Il percorso che portò alla pubblicazione di questo guilty pleasure della musica Folk firmato Charles Manson fu tutt’altro che lineare. Va innanzitutto ricordato che quando il disco uscì, il noto criminale era in carcere sotto l’accusa di essere stato il mandante degli omicidi di Sharon Tate e 4 suoi amici nonché dell’omicidio del dirigente Leno LaBianca e di sua moglie. Ebbe comunque il tempo di tartassare il proprio produttore per convincerlo a pubblicare il materiale registrato. Una situazione sicuramente sfavorevole per far uscire un proprio disco, ma evidentemente nella mente contorta di Manson era il momento perfetto.

Ma il pazzo ritrattò: ”[il disco] venne ricavato da un vecchio registratore da 7 dollari, e venne messo insieme per pura speculazione commerciale, e il tizio ci guadagnò sopra 6000 o 7000 dollari. La mia musica non è su nastro”. Queste le dichiarazioni di Manson a proposito del disco. Per la stampa delle prime 2000 copie il produttore Phil Kaufman, da tempo intenzionato a pubblicare un disco di Manson, trovò e spese solo 3000 dollari. Quindi secondo quanto è riportato nell’intervista, questo ”produttore maledetto” ci lucrò sopra parecchio.

Registrazioni misteriose.

La sede della chiesa greco-cattolica, la casa dei Beach Boys e lo studio di Phil Spector furono solo alcuni dei posti che ospitarono Manson durante le fasi dell’incisione. Ma andiamo con ordine. Van Nuys era una cittadina di Los Angeles che subì un aumento demografico vertiginoso nei primi del ‘900 e di conseguenza si munì di tutti i servizi possibili. Tra essi, appunto, uno studio di registrazione. È singolare pensare che appena 20 anni più tardi quella città sarebbe diventata la sede di un’importante congregazione cattolica. Manson di sicuro non avrebbe approvato.

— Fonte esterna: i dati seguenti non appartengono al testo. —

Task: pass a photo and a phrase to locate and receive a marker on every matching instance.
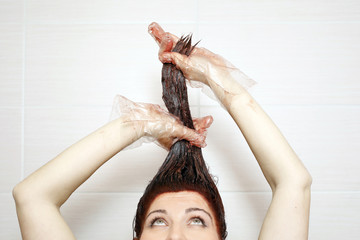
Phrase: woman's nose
(176, 233)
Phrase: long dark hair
(184, 168)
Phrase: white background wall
(63, 61)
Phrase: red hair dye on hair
(184, 168)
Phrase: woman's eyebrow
(157, 211)
(198, 209)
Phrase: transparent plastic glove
(152, 123)
(202, 67)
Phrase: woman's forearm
(59, 178)
(278, 161)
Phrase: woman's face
(179, 215)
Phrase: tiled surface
(10, 148)
(326, 154)
(278, 10)
(293, 63)
(11, 64)
(110, 11)
(11, 11)
(62, 62)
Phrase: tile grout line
(198, 34)
(23, 95)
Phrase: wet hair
(184, 168)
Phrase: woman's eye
(158, 222)
(197, 221)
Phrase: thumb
(195, 138)
(179, 60)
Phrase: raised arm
(39, 197)
(288, 214)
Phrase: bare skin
(39, 197)
(180, 215)
(288, 178)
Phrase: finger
(179, 60)
(166, 44)
(158, 33)
(202, 123)
(190, 135)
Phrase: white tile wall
(62, 62)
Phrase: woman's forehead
(179, 200)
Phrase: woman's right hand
(150, 120)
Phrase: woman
(183, 214)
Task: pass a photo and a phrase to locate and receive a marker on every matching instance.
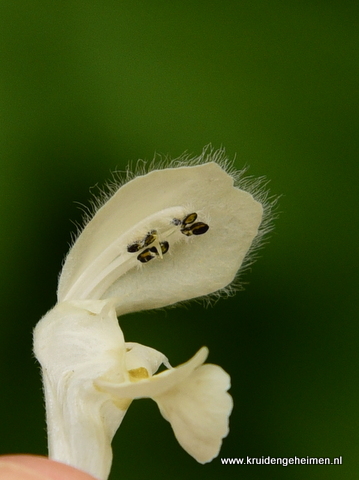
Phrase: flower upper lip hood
(100, 266)
(164, 237)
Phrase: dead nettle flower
(166, 236)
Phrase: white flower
(162, 238)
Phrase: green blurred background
(87, 86)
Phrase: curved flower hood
(164, 237)
(100, 265)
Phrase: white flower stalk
(164, 237)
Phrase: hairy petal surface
(99, 264)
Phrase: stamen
(198, 228)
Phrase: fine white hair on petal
(237, 221)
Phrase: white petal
(192, 397)
(198, 410)
(99, 265)
(75, 343)
(158, 384)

Persino i Gold Star Studios, presso i quali Phil Spector si inventò il Wall of Sound, ospitarono Manson e la sua musica, così come la casa dei fratelli Carl e Brian Wilson: niente meno che i fondatori dei Beach Boys. Le misteriose sessioni di registrazione del noto criminale passarono anche da loro. Tra i brani registrati, molto probabilmente c’era anche il numero 4 del lato B di Lie: Cease to Exist. I fratelli Wilson avevano già registrato a loro nome questa traccia per poi cambiarle nome. Questo è il fatto più eclatante: Manson e i Beach Boys hanno in un comune la stessa canzone.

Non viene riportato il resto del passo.